The search engine survey was conducted during a week-long testing period in August and is based on the opinions of 1,100 software usability testers from more than 50 countries.
The testers tried out four search engines: Bing, Google, Caffeine -- Google's next-generation search experiment -- and Yahoo.
Ninety percent of the testers said Google was their favorite search engine after testing. And Google placed first in the categories for highest overall accuracy, best real-time relevance, and fastest page load speed.
Seventy-one percent of the participating testers said search result accuracy represents the most important factor when choosing a search engine.
In terms of search result accuracy, 90% of testers rated Google "excellent" or "good," followed by Caffeine (83%), Yahoo (53%), and Bing (42%).

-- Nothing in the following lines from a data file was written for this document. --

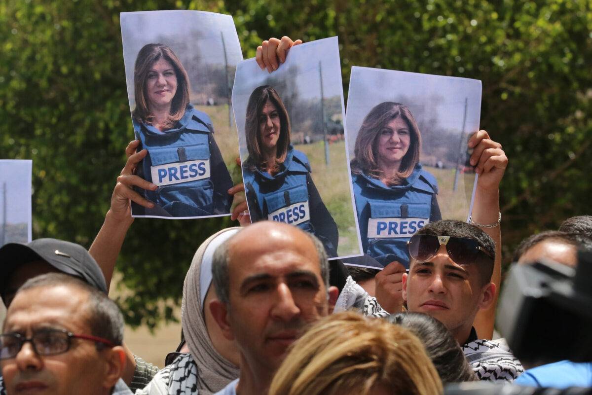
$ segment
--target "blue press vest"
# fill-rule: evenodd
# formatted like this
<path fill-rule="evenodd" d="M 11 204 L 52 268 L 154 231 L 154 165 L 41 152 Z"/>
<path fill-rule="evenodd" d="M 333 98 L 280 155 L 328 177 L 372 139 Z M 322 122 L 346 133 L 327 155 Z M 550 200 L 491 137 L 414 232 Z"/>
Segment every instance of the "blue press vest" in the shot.
<path fill-rule="evenodd" d="M 314 233 L 307 186 L 307 175 L 310 172 L 308 158 L 290 145 L 282 166 L 284 169 L 275 176 L 259 170 L 253 172 L 245 167 L 244 185 L 255 192 L 263 218 L 292 224 Z"/>
<path fill-rule="evenodd" d="M 409 267 L 407 242 L 429 222 L 436 177 L 417 164 L 402 185 L 388 187 L 366 174 L 352 174 L 364 253 L 385 266 Z"/>
<path fill-rule="evenodd" d="M 139 175 L 159 186 L 156 191 L 146 190 L 146 198 L 173 216 L 213 215 L 210 117 L 188 105 L 173 129 L 161 132 L 134 120 L 134 130 L 141 142 L 138 150 L 148 150 Z"/>

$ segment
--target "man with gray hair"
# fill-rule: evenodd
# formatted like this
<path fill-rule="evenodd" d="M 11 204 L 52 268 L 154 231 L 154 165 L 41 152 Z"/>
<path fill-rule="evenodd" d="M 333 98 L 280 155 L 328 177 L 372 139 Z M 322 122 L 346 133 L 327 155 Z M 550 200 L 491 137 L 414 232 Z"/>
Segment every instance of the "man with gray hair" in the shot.
<path fill-rule="evenodd" d="M 324 248 L 296 226 L 261 221 L 219 247 L 212 266 L 219 300 L 209 307 L 240 353 L 239 380 L 217 395 L 266 393 L 288 347 L 337 300 Z"/>
<path fill-rule="evenodd" d="M 131 395 L 123 318 L 106 294 L 63 273 L 31 279 L 17 292 L 0 335 L 7 395 Z"/>

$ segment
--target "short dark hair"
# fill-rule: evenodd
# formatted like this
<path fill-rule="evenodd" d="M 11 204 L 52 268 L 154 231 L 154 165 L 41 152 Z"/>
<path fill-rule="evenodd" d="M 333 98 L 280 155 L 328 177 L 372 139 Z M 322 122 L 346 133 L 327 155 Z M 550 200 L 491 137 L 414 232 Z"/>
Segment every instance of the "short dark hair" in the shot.
<path fill-rule="evenodd" d="M 466 237 L 479 243 L 493 259 L 482 259 L 477 262 L 479 279 L 482 285 L 491 281 L 496 260 L 496 242 L 489 235 L 474 225 L 455 219 L 442 219 L 430 222 L 417 231 L 419 235 L 438 235 L 452 237 Z"/>
<path fill-rule="evenodd" d="M 443 384 L 473 381 L 477 379 L 465 353 L 442 322 L 423 313 L 398 313 L 385 318 L 409 329 L 426 348 Z"/>
<path fill-rule="evenodd" d="M 243 229 L 239 231 L 228 240 L 218 246 L 214 251 L 214 256 L 212 257 L 212 283 L 215 289 L 216 296 L 223 303 L 228 303 L 230 297 L 230 274 L 228 267 L 230 254 L 228 246 L 232 239 L 242 231 Z M 304 232 L 304 231 L 301 231 Z M 310 238 L 314 245 L 315 250 L 317 250 L 317 255 L 318 257 L 318 263 L 320 265 L 321 278 L 325 284 L 325 288 L 329 289 L 329 263 L 325 247 L 314 235 L 308 232 L 304 233 Z"/>
<path fill-rule="evenodd" d="M 76 287 L 86 293 L 88 296 L 87 323 L 91 334 L 108 340 L 115 345 L 121 345 L 123 316 L 119 307 L 105 293 L 77 277 L 63 273 L 41 274 L 28 280 L 19 288 L 17 294 L 34 288 L 59 286 Z"/>
<path fill-rule="evenodd" d="M 568 233 L 581 233 L 592 237 L 592 215 L 578 215 L 568 218 L 561 223 L 559 230 Z"/>
<path fill-rule="evenodd" d="M 552 240 L 573 245 L 578 250 L 592 251 L 592 237 L 581 233 L 568 233 L 561 231 L 546 231 L 532 235 L 520 242 L 514 252 L 512 260 L 517 262 L 527 251 L 543 241 Z"/>

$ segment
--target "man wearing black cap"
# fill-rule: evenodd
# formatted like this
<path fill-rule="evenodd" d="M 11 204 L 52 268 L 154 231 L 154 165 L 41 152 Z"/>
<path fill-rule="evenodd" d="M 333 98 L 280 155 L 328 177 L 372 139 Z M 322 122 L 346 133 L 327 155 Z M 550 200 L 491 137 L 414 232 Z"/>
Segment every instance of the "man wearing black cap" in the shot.
<path fill-rule="evenodd" d="M 107 293 L 105 278 L 95 260 L 83 247 L 67 241 L 44 238 L 28 244 L 9 243 L 0 248 L 0 265 L 4 274 L 0 295 L 7 307 L 25 281 L 47 273 L 79 277 Z"/>
<path fill-rule="evenodd" d="M 0 296 L 8 308 L 19 287 L 30 279 L 48 273 L 78 277 L 107 293 L 107 285 L 96 261 L 84 247 L 63 240 L 43 238 L 28 244 L 9 243 L 0 248 Z M 143 388 L 157 368 L 135 356 L 124 346 L 127 363 L 123 380 L 132 390 Z M 0 382 L 0 395 L 2 393 Z"/>

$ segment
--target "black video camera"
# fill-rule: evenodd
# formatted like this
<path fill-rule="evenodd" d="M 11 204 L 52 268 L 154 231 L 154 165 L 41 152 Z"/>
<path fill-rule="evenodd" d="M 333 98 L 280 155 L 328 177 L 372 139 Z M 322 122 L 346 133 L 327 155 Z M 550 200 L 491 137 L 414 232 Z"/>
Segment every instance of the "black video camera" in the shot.
<path fill-rule="evenodd" d="M 504 284 L 497 327 L 523 364 L 592 361 L 592 253 L 575 269 L 554 262 L 514 264 Z M 533 388 L 463 383 L 446 395 L 592 395 L 592 388 Z"/>

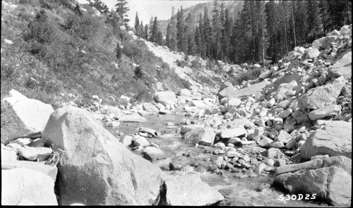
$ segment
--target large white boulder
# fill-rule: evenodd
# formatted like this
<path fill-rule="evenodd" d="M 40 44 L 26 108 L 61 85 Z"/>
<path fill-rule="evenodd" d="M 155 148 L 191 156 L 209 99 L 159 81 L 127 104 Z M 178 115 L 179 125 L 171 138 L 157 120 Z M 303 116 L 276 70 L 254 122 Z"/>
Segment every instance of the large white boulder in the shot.
<path fill-rule="evenodd" d="M 26 137 L 44 130 L 53 107 L 39 100 L 28 99 L 15 90 L 1 100 L 1 143 Z"/>
<path fill-rule="evenodd" d="M 306 159 L 318 154 L 345 156 L 352 159 L 352 123 L 333 121 L 316 130 L 301 147 L 301 154 Z"/>
<path fill-rule="evenodd" d="M 61 152 L 61 204 L 150 205 L 157 198 L 160 169 L 130 152 L 88 111 L 57 109 L 42 137 Z"/>
<path fill-rule="evenodd" d="M 184 134 L 182 139 L 191 143 L 202 145 L 213 145 L 216 133 L 215 130 L 209 127 L 201 127 L 191 130 Z"/>
<path fill-rule="evenodd" d="M 1 169 L 1 205 L 58 205 L 54 181 L 29 169 Z"/>
<path fill-rule="evenodd" d="M 177 99 L 175 94 L 172 91 L 156 92 L 154 97 L 157 102 L 164 106 L 174 105 Z"/>
<path fill-rule="evenodd" d="M 163 176 L 166 204 L 172 206 L 208 206 L 225 197 L 215 188 L 201 181 L 196 173 Z"/>
<path fill-rule="evenodd" d="M 318 109 L 331 105 L 336 101 L 345 85 L 345 78 L 341 76 L 332 83 L 311 89 L 297 99 L 298 106 Z"/>

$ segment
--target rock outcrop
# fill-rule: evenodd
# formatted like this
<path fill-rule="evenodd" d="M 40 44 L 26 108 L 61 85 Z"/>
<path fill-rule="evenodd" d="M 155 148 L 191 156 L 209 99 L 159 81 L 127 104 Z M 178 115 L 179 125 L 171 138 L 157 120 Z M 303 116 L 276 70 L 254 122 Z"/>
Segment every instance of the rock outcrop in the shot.
<path fill-rule="evenodd" d="M 28 99 L 15 90 L 1 100 L 1 143 L 17 137 L 28 137 L 42 131 L 53 107 L 39 100 Z"/>
<path fill-rule="evenodd" d="M 61 154 L 61 204 L 147 205 L 157 198 L 160 170 L 128 150 L 88 111 L 57 109 L 43 139 Z"/>

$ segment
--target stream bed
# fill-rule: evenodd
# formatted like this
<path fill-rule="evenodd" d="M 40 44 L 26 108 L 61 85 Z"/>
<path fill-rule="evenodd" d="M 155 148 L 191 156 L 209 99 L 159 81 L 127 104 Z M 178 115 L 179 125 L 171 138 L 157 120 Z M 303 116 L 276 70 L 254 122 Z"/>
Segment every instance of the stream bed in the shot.
<path fill-rule="evenodd" d="M 201 165 L 196 165 L 204 158 L 215 159 L 218 155 L 212 154 L 217 149 L 213 147 L 201 146 L 197 148 L 193 144 L 189 144 L 181 140 L 180 135 L 180 123 L 186 120 L 193 121 L 184 116 L 181 111 L 174 114 L 145 116 L 148 121 L 146 123 L 121 123 L 118 127 L 107 127 L 114 136 L 119 138 L 119 133 L 124 135 L 133 134 L 138 132 L 139 127 L 148 127 L 162 134 L 161 137 L 149 139 L 159 146 L 166 154 L 166 159 L 154 162 L 162 170 L 169 171 L 171 162 L 178 162 L 186 165 L 180 171 L 197 171 L 201 173 L 201 180 L 210 186 L 216 188 L 225 200 L 220 204 L 222 206 L 275 206 L 275 207 L 329 207 L 326 204 L 305 200 L 285 200 L 285 194 L 271 187 L 274 176 L 263 173 L 257 177 L 249 177 L 245 170 L 239 169 L 237 172 L 223 171 L 217 174 L 201 169 Z M 198 122 L 197 120 L 194 121 Z M 173 123 L 174 126 L 167 126 L 167 123 Z M 250 149 L 251 145 L 244 146 L 243 149 Z M 219 149 L 219 148 L 218 148 Z M 141 155 L 140 151 L 132 151 Z M 284 196 L 281 200 L 280 195 Z"/>

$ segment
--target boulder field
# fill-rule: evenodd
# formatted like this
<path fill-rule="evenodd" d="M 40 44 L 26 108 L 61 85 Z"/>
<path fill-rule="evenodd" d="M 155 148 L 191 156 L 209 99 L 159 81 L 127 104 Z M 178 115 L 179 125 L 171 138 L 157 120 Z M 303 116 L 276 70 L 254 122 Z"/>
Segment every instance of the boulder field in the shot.
<path fill-rule="evenodd" d="M 272 176 L 284 192 L 349 206 L 352 25 L 334 32 L 256 80 L 157 92 L 155 102 L 109 106 L 95 95 L 88 109 L 54 111 L 10 91 L 1 100 L 2 204 L 227 204 L 232 193 L 203 181 L 207 172 Z M 169 133 L 144 117 L 176 113 L 186 119 L 163 123 Z M 124 123 L 138 128 L 116 136 L 107 130 Z M 169 137 L 188 150 L 167 152 Z"/>

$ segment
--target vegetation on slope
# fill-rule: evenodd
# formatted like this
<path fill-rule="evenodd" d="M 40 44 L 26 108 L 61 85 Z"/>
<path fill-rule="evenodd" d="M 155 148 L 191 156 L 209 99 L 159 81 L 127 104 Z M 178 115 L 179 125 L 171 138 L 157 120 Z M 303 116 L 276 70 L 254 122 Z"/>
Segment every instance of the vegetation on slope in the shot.
<path fill-rule="evenodd" d="M 69 100 L 90 105 L 93 94 L 118 104 L 109 97 L 151 99 L 157 82 L 168 83 L 173 90 L 187 87 L 143 40 L 110 24 L 107 16 L 89 5 L 73 2 L 2 1 L 1 99 L 15 89 L 54 107 Z M 119 59 L 118 44 L 122 48 Z M 143 73 L 139 79 L 135 78 L 136 65 Z"/>

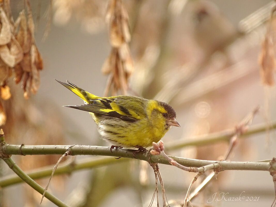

But the news isn't all bad as far as Bing is concerned. Ten percent said that they planned to make Bing their default search engine. And more than 30% said that Bing had surprised them favorably.
It should also be said that the testers may have come to the test with preconceptions or an existing favorite search engine. The survey results might differ with respondents who had no prior computer experience.
During the survey, the testers identified more than 600 bugs.
Bing had 321 of these, more than half of the total found. Google had 130 bugs, less than a quarter of those found.
uTest, however, uses a definition of "a bug" that differs from the definition used by most developers: a programming error.
"Testers classify bugs as technical, functional, or graphic user interface-related," a company spokesperson explained via e-mail. "A user-interface bug might simply be a link that was supposed to be one color but came out another. A functional bug might be an unexpected behavior, such as being sent to the wrong page. A technical bug would be a more serious problem like a browser crash."
In other words, Bing could be getting dinged for broken links, which say more about the freshness of Microsoft's search index than about the quality of the code running its search engine.
The "bugs" found are not believed to be associated with any security vulnerability. However, sending Internet users to an unexpected Web page represents behavior that could be exploited by cyber criminals.
The testers liked Yahoo and praised its real-time news searches and search options, but suggested that it fell short when it came to advanced searches and that its index contained a lot of out of date information.
Caffeine received high marks for speed. But testers saw a lot of inconsistencies and broken links, as might be expected from an experimental release.